It is possible to over-think things.
Early UNIX was tailored to a proprietary hardware platform offered by each vendor. The hardware was tightly controlled. The software was highly optimized to the proprietary hardware. The tight control of hardware/software generated a high performance system with few bugs.
Linux tries to be Windows and UNIX. The hardware platform is massively broad and not controlled. The OS source is open source. Instead of one hardware/one OS, you have a plethora of hardware configs and a plethora of tailored configurations (distros) seeking to please everyone.
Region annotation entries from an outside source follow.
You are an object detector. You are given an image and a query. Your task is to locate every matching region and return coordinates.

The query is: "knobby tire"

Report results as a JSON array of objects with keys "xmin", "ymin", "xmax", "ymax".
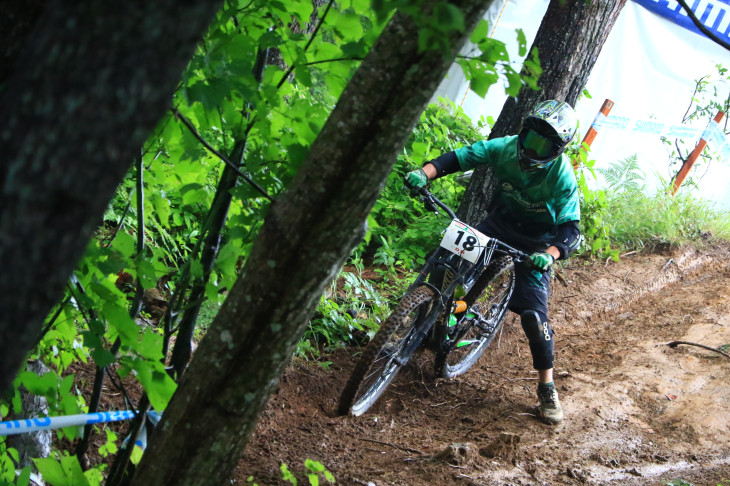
[
  {"xmin": 434, "ymin": 256, "xmax": 514, "ymax": 378},
  {"xmin": 338, "ymin": 287, "xmax": 435, "ymax": 416}
]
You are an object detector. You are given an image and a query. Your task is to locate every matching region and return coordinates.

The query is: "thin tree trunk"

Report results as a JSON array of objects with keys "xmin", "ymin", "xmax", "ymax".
[
  {"xmin": 133, "ymin": 0, "xmax": 498, "ymax": 486},
  {"xmin": 0, "ymin": 0, "xmax": 223, "ymax": 392},
  {"xmin": 457, "ymin": 0, "xmax": 626, "ymax": 224}
]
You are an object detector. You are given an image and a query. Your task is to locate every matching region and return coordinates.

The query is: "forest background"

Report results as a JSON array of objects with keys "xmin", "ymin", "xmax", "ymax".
[{"xmin": 0, "ymin": 1, "xmax": 727, "ymax": 484}]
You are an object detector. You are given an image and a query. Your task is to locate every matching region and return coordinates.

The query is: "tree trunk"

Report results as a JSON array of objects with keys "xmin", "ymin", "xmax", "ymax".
[
  {"xmin": 0, "ymin": 0, "xmax": 223, "ymax": 392},
  {"xmin": 458, "ymin": 0, "xmax": 626, "ymax": 224},
  {"xmin": 132, "ymin": 0, "xmax": 489, "ymax": 486}
]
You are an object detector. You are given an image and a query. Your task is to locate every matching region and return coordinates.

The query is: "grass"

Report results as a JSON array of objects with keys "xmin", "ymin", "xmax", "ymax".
[{"xmin": 603, "ymin": 190, "xmax": 730, "ymax": 250}]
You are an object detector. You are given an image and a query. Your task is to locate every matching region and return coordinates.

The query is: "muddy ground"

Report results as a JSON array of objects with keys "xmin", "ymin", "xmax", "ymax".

Sometimes you are blessed with both a good hardware and good distro pairing, but it's a crap shoot.
Apple is patterned more like early UNIX. They tightly control the hardware platform and create a highly optimized UNIX OS with a pretty UI.
Isn’t this a problem that “docker containers” are supposed to solve?
You can create a virtualizable “container” that gets a task done, and all the funky linux choice and special linux config and extra library installation is localized to the container.
A server farm set up to run containers has computers with their “bare-metal” Linux properly set up to run Docker or whatever virtualization solution is called for. Docker / Kubernetes (container orchestration system ) simply fires up a particular container, that container’s Linux setup oddities are essentially quarantined, it processes data, and then gets shut down.
That’s my understanding, at least.
I met Linus online in the early 1990’s. We ported everything from SCO to Linux. At one point we put Linux on a stack of floppy drives and sent it to some guys to look at that were running their stuff on some commercial version of Unix. Maybe I built one of the first “Distros”, lol.
Linux has been great. We had one Slack server running in a corner for years we never touched. I don’t think it was cycled for 3-4 years and it was running DPT drives arrays under load all the time.
Ping.
I mostly love my Linux Mint 20 distro. I see no reason to upgrade to whatever the current version is. It just works (mostly). The only problem I run into is some of the video and photo editing software I like, doesn’t work in Linux which is really stupid but it is what it is so I have a dual boot machine with Winblows10 on the other drive. A separate drive. I have a 3rd drive that is formatted to be able to be read by Win10 and Linux so that’s where I put files I want to mess with after booting into Winblows.
Other than some kind memory leak that developed when using Firefox which requires me to close FF, this Linux machine can stay running for a month or two between reboots sometimes. It’s that stable.
I hate when I boot into winblows and it wants to update all kinds of stuff or verify this or that. A real time waster. I wish I could just turn all that stuff off permanently.
Mac/Apple is okay. No complaints but I never took a shine to it. Too proprietary. The iPhones are nice and stable too. Then again so is Android on the Samsung phones I’ve had. Great cameras and the OS just works.